Kids have been stuck in the house for months and now they’re getting a chance to get out and start playing sports again.
This weekend, soccer tryouts kick off at JetBlue Park, but is it too soon?
A Facebook poll we posted seemed to show a split.
There’s a whole list of guidelines for kids, coaches and even parents to follow.
We spoke to one family who has been a member of a Fort Myers soccer club for seven years. They say they’re excited and ready to get back on the field.
“As long as the program directors are monitoring and going with the safety guidelines, I feel comfortable that all the kids and parents that will be in close contact with each other are safe,” said Greg and Tyler Bush.
Here are some requirements from the U.S. Youth Soccer Association:
- Coaches need to wear masks, maintain distance from players and will make sure they are the only ones handling the equipment.
- Players have to take their temperatures, wear a mask and wash their hands before and after training.
- There are no high fives or handshakes allowed.
One soccer league released a survey to parents and they were happy with the result.

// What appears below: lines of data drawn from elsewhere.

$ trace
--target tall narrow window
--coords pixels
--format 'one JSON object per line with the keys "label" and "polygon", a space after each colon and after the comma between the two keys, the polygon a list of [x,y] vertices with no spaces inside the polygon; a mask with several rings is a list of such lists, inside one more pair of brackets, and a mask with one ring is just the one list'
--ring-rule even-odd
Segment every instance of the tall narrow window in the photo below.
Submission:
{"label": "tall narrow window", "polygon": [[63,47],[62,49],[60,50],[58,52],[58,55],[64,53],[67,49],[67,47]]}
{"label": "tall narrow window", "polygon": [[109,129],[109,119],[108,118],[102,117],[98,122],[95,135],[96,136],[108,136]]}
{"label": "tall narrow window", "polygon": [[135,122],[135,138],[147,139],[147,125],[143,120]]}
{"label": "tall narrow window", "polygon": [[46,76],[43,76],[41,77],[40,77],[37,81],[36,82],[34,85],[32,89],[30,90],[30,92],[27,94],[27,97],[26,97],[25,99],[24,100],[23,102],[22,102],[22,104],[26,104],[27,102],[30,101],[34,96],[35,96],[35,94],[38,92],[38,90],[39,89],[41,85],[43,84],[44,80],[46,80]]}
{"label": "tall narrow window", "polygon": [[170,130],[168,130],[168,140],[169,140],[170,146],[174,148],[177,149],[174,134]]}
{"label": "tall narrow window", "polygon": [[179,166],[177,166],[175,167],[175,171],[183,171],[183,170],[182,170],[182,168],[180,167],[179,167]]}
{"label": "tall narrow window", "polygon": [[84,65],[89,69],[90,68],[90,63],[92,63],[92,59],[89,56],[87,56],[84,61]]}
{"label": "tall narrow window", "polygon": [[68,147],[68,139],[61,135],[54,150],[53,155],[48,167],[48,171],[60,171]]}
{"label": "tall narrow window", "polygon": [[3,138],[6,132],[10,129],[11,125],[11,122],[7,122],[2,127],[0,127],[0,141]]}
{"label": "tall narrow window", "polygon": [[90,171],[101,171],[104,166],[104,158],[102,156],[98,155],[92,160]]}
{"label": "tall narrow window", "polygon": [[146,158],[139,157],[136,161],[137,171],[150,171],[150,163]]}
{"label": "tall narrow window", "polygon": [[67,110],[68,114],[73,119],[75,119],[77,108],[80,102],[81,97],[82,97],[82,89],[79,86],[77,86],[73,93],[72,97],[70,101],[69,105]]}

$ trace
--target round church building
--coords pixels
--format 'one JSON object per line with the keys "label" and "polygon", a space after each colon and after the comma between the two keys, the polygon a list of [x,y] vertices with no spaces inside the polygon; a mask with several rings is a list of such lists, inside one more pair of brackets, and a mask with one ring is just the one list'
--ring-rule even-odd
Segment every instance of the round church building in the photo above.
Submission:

“I was surprised 95% was actually comfortable or somewhat comfortable returning to practice to play and getting their kids out there,” said Robert Peltram, president and CEO of the Florida West Soccer Club.
The F.W. Soccer Club will be taking the temperatures of the players. They also recommend parents stay in their cars to watch.
So what conversations should you be having with your child if they do go back into organized sports?
A local pediatrician says first, make sure you know the team’s guidelines to keep your child safe. Then, talk to your kids about why they’ll be discouraged from high fives and handshakes and why they won’t share equipment.
“Your child must bathe when they get home, try to encourage all the frequent hand washing and germ control that you possibly can. Send your water bottle, remind them to never touch a water fountain again,” said Dr. Nicole Bruno with Island Coast Pediatrics.
She also says, while temperature checks are important, kids are often asymptomatic, so that’s providing a false sense of security.